5. There's More to the Netherlands than Amsterdam
Sure, the capital city is quaint, interesting, unusual and a honey pot for tourists, but there are so many more places to visit when you hop over to the Netherlands. In fact, there's so much more I'm not even going to try to do a round up here. Suffice to say if you want to see the real Netherlands, venture further afield than Amsterdam. Visit www.holland.com for lots more information and ideas.

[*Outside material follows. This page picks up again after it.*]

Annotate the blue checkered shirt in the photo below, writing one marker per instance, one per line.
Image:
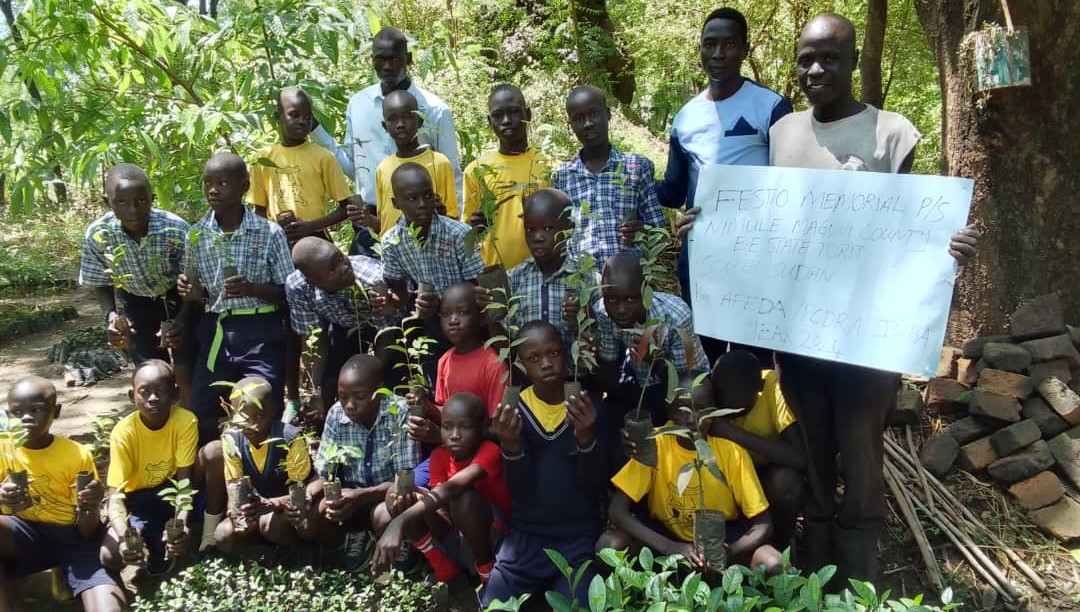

That's 'unidentified fried objects' if you're wondering. To be honest, before I moved here I couldn't have offered any suggestions at all about what Dutch people eat (apart from cheese). Now I live here, it's an easy question to answer - anything weirdly shaped and fried! In Holland, most of these UFOs are known as snacks:
Kipcorn (chicken like sausage covered in breadcrumbs and fried)
Frikandel (indescribable contents shaped like a long sausage and fried)
Bitterballen (often seen on the menu in bars - small balls of fried things)
Picanto (thick sausage snack which is... you guessed it.. fried)
Patat (otherwise known as fries or chips and in any case certainly fried)
Traditional food at New Year, oliebollen which are in essence dough balls, are also fried.
In short, they've all seen the inside of a deep fat fryer. When you're in the Netherlands, go native and give snacks a try. Just don't ask too much about what is in them.